Chrysler announced today that it will recall more than 600,000 vehicles for safety problems in the brakes and wiring of popular Jeep and Dodge models. The company will recall a quarter of a million 2008-2009 minivans for an electrical problem with sliding doors that could “possibly result in a fire”; nearly 300,000 2007-2010 Jeep Wranglers for brake fluid leaks and break failure “increasing the risk of a crash”; and 25,000 2007 Dodge Calibur and Jeep Compass models for sticky accelerator pedals.
Chrysler’s recall headache has been nowhere near as brutal as Toyota’s. But the company was publicly targeted by the National Highway Traffic Safety Administration in early May for complications that arose from the sticky acceleration pedals. At the time, Consumer Reports wrote, “coincidentally the pedal assemblies were built by the CTS Corporation, which is the same supplier that built the pedals in eight Toyota models that were recalled for sticky accelerator pedals in January.” Is that a coincidence, or is it a trend?

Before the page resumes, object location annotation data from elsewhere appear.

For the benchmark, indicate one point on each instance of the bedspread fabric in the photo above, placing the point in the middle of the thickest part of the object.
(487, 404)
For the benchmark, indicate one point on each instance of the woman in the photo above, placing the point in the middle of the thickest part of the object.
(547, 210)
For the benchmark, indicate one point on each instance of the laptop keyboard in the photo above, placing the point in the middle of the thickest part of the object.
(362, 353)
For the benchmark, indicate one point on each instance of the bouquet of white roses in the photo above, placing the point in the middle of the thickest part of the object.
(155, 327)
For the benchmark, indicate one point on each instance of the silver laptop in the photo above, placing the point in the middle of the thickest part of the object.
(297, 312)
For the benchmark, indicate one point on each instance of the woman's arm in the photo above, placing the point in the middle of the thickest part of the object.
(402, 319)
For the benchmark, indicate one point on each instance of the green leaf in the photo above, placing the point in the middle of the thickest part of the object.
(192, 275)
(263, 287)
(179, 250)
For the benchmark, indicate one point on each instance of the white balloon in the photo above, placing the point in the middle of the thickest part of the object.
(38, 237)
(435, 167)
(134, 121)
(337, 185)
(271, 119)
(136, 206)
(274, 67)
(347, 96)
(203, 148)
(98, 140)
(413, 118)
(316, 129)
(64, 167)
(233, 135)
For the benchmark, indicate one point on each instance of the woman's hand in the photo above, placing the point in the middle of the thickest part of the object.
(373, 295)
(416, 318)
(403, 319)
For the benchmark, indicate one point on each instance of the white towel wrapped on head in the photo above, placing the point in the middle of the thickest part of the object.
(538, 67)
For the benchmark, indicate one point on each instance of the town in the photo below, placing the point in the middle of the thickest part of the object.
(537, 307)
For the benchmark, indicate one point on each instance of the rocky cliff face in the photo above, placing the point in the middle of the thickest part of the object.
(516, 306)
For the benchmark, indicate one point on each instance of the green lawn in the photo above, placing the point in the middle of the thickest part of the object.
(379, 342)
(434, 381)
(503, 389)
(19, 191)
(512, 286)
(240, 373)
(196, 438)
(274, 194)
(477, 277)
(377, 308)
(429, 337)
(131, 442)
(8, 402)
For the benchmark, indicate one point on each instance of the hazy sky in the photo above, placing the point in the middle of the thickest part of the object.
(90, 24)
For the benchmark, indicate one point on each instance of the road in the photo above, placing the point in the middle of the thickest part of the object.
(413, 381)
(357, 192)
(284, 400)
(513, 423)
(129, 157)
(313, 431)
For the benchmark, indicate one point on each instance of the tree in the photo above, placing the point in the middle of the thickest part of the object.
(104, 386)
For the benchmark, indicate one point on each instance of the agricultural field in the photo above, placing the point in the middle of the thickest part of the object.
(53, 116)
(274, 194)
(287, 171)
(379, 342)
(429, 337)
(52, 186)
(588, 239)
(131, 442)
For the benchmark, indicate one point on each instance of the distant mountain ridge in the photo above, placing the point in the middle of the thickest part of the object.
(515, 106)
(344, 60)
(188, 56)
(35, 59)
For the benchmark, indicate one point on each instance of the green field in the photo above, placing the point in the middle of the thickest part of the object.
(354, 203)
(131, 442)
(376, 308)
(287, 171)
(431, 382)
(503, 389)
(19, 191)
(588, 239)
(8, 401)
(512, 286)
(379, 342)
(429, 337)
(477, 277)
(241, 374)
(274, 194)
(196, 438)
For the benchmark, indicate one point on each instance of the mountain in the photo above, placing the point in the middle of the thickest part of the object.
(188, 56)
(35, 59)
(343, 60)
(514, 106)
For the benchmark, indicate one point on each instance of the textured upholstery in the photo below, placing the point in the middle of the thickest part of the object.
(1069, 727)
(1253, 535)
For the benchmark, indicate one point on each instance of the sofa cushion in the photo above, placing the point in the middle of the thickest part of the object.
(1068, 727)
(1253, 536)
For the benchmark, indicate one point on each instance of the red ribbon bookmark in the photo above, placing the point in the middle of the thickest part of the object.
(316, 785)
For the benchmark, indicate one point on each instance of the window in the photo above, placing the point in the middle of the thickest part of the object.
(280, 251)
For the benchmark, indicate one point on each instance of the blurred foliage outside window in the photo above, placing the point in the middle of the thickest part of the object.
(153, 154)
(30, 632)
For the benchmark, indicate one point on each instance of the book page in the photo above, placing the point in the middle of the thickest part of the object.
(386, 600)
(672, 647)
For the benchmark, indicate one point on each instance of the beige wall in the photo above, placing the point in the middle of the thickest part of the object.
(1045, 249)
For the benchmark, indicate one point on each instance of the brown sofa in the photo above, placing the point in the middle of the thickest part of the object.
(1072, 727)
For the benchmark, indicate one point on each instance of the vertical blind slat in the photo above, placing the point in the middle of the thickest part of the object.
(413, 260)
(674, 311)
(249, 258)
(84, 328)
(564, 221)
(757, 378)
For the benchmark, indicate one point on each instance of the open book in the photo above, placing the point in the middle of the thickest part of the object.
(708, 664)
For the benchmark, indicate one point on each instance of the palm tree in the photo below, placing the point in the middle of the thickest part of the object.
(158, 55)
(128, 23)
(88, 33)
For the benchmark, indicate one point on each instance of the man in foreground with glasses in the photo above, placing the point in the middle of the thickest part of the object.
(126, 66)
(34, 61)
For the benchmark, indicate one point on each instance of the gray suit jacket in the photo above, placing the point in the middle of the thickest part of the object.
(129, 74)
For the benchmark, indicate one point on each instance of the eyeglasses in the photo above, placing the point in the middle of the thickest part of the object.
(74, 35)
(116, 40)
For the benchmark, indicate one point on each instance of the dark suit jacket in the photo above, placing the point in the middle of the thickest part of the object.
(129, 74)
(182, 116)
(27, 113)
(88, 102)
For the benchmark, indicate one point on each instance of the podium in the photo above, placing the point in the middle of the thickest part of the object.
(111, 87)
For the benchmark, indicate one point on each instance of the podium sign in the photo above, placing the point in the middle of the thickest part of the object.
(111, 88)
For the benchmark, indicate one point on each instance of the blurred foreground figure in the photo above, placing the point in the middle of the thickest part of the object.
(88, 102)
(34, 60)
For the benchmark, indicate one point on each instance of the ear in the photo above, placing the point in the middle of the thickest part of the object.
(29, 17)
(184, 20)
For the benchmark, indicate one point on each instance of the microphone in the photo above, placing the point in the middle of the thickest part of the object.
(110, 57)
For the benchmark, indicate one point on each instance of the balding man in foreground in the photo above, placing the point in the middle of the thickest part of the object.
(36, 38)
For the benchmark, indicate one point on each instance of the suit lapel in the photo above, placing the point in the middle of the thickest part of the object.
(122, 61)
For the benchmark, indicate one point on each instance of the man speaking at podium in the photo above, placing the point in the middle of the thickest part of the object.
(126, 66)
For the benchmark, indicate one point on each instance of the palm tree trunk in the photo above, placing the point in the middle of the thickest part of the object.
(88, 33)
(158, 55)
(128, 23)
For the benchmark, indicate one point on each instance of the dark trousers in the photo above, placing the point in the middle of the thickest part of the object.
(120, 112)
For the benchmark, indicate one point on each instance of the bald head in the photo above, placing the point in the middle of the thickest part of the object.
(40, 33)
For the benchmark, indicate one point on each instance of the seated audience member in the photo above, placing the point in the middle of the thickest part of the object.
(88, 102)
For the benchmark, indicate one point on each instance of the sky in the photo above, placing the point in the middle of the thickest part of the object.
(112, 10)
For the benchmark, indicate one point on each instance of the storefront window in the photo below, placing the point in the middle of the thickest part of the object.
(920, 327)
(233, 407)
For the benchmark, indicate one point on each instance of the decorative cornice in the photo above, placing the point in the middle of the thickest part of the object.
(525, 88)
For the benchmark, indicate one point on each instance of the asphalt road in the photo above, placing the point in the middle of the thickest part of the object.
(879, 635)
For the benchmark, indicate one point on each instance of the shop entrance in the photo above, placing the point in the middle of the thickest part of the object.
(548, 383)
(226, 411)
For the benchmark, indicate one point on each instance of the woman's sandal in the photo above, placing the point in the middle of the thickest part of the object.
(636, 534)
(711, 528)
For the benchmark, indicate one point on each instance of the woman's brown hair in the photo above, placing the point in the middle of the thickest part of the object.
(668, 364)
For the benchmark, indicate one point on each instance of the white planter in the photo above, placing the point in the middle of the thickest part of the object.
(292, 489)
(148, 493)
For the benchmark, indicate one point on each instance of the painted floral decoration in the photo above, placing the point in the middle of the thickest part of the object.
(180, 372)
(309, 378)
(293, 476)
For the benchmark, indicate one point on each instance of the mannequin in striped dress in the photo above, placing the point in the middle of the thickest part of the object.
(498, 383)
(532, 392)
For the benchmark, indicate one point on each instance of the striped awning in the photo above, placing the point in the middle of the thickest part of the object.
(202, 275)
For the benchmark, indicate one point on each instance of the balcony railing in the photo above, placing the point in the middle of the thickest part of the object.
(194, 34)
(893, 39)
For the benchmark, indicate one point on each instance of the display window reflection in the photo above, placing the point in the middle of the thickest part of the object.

In a statement, Chrysler clarifies that all of the affected brakes resulted from a mechanical error that occurred during a five week period in the spring of 2006. The company also said that it has not heard of injuries or fatalities that resulted from the affected vehicles.
Last week, the House Energy and Commerce Committee approved legislation designed to improve safety standards for US auto companies. The bill, which was introduced after the Toyota recall of nearly 9 million vehicles worldwide, would increase the $16.4 million liability cap for auto companies and implement black box recording devices in all new vehicles to help determine the cause of accidents. The auto industry claims to support the measure but warns that the black boxes could drastically increase new vehicle prices. “The typical airplane black box costs $22,000, which is close to the average price of a new car,” said Dave McCurdy, president of the Alliance of Automobile Manufacturers, which includes Toyota and Chrysler, among other major auto companies.
The price is a valid concern, but if the higher price tag upfront deters future Toyota catastrophes, new safety regulations could save money and lives.